ZJONSSON/node-unzipper

unzipper 0.11.5 completely breaks reading of docx files

jribbens opened this issue · 8 comments

Summary

unzipper 0.11.4 and earlier works fine for reading DOCX files (which are zip files). 0.11.5 however is completely broken and crashes with Error: FILE_ENDED.

Sample code

import { readFile } from 'node:fs/promises'
import * as unzipper from 'unzipper'
const ARCHIVE = 'example0.docx'
const FILENAME = 'word/_rels/document.xml.rels'
console.log('opening archive')
const archive = await unzipper.Open.buffer(await readFile(ARCHIVE))
console.log('finding file')
const file = archive.files.find(file => file.path === FILENAME)
console.log('reading file')
const contents = await file.buffer()
console.log('file length', contents.length)

Output under 0.11.4

opening archive
finding file
reading file
file length 817

Output under 0.11.5

opening archive
finding file
reading file
node:internal/process/esm_loader:97
    internalBinding('errors').triggerUncaughtException(
                              ^

Error: FILE_ENDED
    at PullStream.pull (/home/jon/src/unzipper-test/node_modules/unzipper/lib/PullStream.js:78:28)
    at PullStream.emit (node:events:514:28)
    at PullStream.<anonymous> (/home/jon/src/unzipper-test/node_modules/unzipper/lib/PullStream.js:15:10)
    at PullStream.emit (node:events:526:35)
    at finish (node:internal/streams/writable:748:10)
    at finishMaybe (node:internal/streams/writable:733:9)
    at afterWrite (node:internal/streams/writable:507:3)
    at onwrite (node:internal/streams/writable:480:7)
    at cb (/home/jon/src/unzipper-test/node_modules/unzipper/lib/PullStream.js:38:14)
    at /home/jon/src/unzipper-test/node_modules/unzipper/lib/PullStream.js:71:91
    at afterWrite (node:internal/streams/writable:500:5)
    at afterWriteTick (node:internal/streams/writable:487:10)
    at process.processTicksAndRejections (node:internal/process/task_queues:81:21)

Node.js v18.17.1

Example input file

The example input file is downloadable here: https://unequivocal.eu/dl/example0.docx

May be because of this case
image

The way I read it, there could be a file footer if the crc and length are not known ahead of time. This footer could be of length between 12 to 24 bytes.

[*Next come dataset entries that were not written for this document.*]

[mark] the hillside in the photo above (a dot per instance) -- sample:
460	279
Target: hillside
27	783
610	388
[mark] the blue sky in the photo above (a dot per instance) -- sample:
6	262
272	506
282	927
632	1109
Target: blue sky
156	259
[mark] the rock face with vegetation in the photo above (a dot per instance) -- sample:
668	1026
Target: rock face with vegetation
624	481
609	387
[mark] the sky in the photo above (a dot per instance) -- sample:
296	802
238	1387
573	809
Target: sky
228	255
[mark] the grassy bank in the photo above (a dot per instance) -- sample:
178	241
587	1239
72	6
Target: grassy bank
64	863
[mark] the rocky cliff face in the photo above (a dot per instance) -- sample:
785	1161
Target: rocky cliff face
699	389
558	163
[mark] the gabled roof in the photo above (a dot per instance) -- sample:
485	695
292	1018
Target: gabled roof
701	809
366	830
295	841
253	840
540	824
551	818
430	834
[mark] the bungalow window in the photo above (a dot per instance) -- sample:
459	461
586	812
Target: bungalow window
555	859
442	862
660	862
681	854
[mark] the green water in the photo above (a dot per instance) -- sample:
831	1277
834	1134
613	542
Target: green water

So should we just bump the buffer to something like 100 bytes? Will check out on .docx file

So I created a simple docx file and noticed a very annoying discrepancy. It seems that the central directory shows an extraFieldLength of 0 but the local file header is showing a positive length. This is a violation of the spec, as the central directory is supposed to be the source of truth. There are two ways to approach this:

  • Add a sizeable buffer (1k) to the length and hope that it will be enough
  • Recalculate length on the basis of localheader and if local length > directory length call the unzip again with the local length. This would lead to two separate calls whenever local length is higher

The second option is a little bit annoying to implement since we are still using .then and we can't simply return a new call to unzip. It might be worthwhile changing function to async/await to make it easier

@jribbens @jpambrun can you please checkout

var localSize = 30
+ 100 // add extra padding
+ (vars.extraFieldLength || 0)
+ (vars.fileNameLength || 0)
+ vars.compressedSize;
if (localSize > length) {
entry.emit('streamRetry', localSize);
return unzip(source, offset, _password, directoryVars, localSize, entry);
}
(part of #312)

Here, I compare the size calculated from the local header to the size requested using the central directory and retry the unzip method if the local header points to a larger stream.

It's an interesting approach, but I am thinking in a file where all entries are like that it would stream the whole file twice and the performance will be cut in half?

Another idea is to have configurable extra padding and error and when it's not enough with an helpful message (e.g. Local header for entry XYZ is 76 bytes larger than specidied in the central directory, conside using a padding of >76 or more.)? And let people tweak this for their application use case?

Yet another idea is to continiue with the short stream, issue a new range request only for the missing bytes and switch the downloadding streams at the end. That feels a bit complex and error prone.

In this PR, if you look more closely, I have made the padding configurable but default to 1k.

const padding = options && options.padding || 1000;
vars.stream = function(_password) {
const totalSize = 30
+ padding // add an extra buffer
+ (vars.extraFieldLength || 0)
+ (vars.fileNameLength || 0)
+ vars.compressedSize;

So checking for localSize is just a fallback for when padding is not enough (and it also emits a streamRetry event that you can listen to).

@ZJONSSON can confirm this fixes the problem in my tests

While a minor point -- padding can't be set to zero in this case as it'll return to 1000.